Один из аспектов этого явления – двуязычие глухих. Так, если группа глухих – будь то в университете Галлоде или в другом месте – общается между собой на языке жестов, то она сразу переходит на транслитерированный жестовый язык, когда к ним присоединяется слышащий, но немедленно снова переходит на американский язык жестов, как только слышащий уходит. Глухие считают язык жестов своей интимной, глубоко личной собственностью, которую надо всеми силами защищать от чужих глаз. Барбара Канапель даже считает, что если все мы выучим язык жестов, то это разрушит мир глухих:
«Американский язык жестов выполняет объединяющую функцию, так как сплачивает глухих людей. Но язык жестов одновременно отделяет глухих людей от мира слышащих. Эти две функции заставляют смотреть на одну и ту же реальность с двух точек зрения – изнутри группы и извне. Этот сепаратизм защищает глухих. Например, мы можем говорить о чем угодно в присутствии массы слышащих, которые, как мы считаем, нас не понимают.
Очень важно понимать, что язык жестов – это единственное достояние, которое целиком и полностью принадлежит нам. Этот язык возник и развился в сообществе глухих. Наверное, мы просто боимся разделить наш язык со слышащими. Наверное, идентичность глухого народа исчезнет, как только слышащий народ выучит язык жестов» (Канапель, 1980, с. 112).

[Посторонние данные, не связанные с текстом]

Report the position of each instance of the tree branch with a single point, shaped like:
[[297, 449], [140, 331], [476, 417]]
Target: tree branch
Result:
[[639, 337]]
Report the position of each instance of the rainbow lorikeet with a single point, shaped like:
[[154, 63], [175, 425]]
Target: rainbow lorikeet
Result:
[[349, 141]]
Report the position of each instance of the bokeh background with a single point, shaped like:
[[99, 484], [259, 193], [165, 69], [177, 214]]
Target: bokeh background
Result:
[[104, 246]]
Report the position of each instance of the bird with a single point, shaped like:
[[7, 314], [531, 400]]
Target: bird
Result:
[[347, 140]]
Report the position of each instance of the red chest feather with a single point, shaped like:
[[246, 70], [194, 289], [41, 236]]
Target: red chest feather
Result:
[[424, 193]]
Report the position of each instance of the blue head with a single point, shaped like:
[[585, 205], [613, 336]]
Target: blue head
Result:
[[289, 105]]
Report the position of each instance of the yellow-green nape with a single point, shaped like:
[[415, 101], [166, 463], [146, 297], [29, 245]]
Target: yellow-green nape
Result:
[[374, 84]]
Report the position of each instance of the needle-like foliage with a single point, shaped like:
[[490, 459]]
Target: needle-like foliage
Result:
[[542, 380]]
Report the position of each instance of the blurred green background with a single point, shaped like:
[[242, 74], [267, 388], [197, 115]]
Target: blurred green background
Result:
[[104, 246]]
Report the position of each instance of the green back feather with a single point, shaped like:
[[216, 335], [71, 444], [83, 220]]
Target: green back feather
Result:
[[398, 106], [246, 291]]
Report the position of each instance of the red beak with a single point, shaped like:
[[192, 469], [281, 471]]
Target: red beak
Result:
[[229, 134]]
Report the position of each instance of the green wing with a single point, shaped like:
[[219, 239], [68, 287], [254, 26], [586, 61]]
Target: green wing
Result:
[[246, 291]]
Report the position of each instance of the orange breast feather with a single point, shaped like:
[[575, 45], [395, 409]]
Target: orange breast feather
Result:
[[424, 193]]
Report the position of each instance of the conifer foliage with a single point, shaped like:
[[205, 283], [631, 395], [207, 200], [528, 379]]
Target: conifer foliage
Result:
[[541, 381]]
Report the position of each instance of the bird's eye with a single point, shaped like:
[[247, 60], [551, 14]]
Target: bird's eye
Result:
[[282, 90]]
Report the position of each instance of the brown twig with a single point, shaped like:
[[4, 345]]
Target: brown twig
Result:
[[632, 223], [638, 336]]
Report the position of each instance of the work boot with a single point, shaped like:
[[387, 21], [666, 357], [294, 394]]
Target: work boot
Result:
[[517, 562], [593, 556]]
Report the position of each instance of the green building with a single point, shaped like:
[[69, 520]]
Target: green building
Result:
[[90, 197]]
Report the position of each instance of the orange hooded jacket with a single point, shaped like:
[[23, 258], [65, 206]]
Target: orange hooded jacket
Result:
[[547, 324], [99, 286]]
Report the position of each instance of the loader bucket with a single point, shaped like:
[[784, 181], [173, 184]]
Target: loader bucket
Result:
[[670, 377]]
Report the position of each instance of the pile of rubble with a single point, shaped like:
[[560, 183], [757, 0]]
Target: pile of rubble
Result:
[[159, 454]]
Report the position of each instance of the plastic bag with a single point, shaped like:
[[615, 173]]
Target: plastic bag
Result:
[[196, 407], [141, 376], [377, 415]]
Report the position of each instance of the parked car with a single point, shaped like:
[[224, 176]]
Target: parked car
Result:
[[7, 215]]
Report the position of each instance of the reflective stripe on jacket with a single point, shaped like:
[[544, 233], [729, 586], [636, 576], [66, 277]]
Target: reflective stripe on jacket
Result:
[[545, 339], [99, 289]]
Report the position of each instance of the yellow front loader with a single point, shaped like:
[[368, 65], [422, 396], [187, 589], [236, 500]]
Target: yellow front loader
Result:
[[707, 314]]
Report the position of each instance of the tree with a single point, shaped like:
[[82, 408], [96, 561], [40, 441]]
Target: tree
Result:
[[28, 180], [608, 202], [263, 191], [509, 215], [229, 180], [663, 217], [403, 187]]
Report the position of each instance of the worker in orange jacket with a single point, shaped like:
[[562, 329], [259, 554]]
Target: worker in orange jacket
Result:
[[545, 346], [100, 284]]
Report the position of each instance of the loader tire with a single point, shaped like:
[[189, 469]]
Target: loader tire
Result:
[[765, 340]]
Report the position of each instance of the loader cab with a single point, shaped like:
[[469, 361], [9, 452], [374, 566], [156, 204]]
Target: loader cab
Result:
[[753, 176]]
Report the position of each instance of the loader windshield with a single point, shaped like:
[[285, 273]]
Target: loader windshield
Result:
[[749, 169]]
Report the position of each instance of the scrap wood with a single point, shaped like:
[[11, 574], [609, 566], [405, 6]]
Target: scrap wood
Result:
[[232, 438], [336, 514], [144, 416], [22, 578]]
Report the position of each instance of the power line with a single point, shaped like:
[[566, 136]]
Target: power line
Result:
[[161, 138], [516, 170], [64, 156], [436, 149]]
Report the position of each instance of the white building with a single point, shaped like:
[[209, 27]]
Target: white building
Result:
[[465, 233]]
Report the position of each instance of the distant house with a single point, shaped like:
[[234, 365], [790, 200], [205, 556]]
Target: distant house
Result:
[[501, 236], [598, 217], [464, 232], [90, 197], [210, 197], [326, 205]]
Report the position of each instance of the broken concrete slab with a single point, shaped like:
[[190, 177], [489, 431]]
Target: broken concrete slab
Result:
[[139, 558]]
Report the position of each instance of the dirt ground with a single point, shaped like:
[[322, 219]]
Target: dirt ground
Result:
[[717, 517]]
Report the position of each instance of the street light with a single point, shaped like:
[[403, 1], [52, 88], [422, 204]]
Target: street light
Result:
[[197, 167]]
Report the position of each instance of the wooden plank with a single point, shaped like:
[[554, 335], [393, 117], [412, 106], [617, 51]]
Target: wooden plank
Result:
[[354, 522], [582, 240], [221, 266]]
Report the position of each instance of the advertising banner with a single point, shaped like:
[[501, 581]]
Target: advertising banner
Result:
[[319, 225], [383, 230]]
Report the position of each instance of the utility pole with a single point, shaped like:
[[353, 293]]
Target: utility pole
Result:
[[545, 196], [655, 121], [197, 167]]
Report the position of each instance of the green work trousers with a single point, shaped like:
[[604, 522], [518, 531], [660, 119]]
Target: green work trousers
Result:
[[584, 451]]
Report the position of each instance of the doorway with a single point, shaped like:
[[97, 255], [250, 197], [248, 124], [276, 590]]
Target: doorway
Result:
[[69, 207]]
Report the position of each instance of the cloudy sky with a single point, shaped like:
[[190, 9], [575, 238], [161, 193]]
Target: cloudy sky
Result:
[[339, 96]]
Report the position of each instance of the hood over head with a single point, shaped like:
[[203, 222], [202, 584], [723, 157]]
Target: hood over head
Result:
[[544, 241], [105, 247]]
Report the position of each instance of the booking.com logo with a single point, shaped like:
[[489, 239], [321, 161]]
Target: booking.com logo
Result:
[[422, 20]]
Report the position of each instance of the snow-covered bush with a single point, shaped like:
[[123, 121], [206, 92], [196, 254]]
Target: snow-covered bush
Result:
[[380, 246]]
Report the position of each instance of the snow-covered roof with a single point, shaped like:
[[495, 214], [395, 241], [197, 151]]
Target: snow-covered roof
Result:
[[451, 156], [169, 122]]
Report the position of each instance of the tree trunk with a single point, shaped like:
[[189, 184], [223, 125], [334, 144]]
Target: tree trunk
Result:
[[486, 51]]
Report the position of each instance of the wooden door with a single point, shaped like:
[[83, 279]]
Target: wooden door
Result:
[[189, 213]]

Однако под этой безмятежной поверхностью постепенно накапливались недовольство и брожение в умах, которые до поры не могли вырваться наружу. Напряженность возникла в отношениях между профессорско-преподавательским составом и администрацией. Профессора и преподаватели в большинстве своем владеют языком жестов, а часть преподавателей – глухие. Профессора и преподаватели в определенной мере имеют возможность общаться со студентами, вхожи в их мир и знают их настроения; но администрация (как мне говорили) представляла собой отчужденный от студентов и преподавателей орган, управлявший учебным заведением, как корпорацией, проявляя определенное «великодушие» и покровительство в отношении «увечных» глухих, но не считавший их культурным сообществом. Студенты и преподаватели, с которыми я разговаривал, опасались, что администрация постарается еще больше сократить долю глухих преподавателей и ограничить употребление языка жестов [119] .
119
Даже те из слышащих преподавателей, кто владеет языком жестов, старались по большей части пользоваться жестовой транслитерацией английского языка, а не американским языком жестов. За исключением математического факультета, где большинство преподавателей – глухие, большинство составляют слышащие преподаватели и профессора. Во времена Эдварда Галлоде все было по-другому: профессорско-преподавательский состав в большинстве своем состоял из глухих. К сожалению, тенденция, сложившаяся в университете Галлоде, типична для современной ситуации в образовании глухих. Очень редко глухие учителя учат глухих. Преподавание ведется не на языке жестов, так как большинство слышащих преподавателей либо его не знают, либо не желают им пользоваться.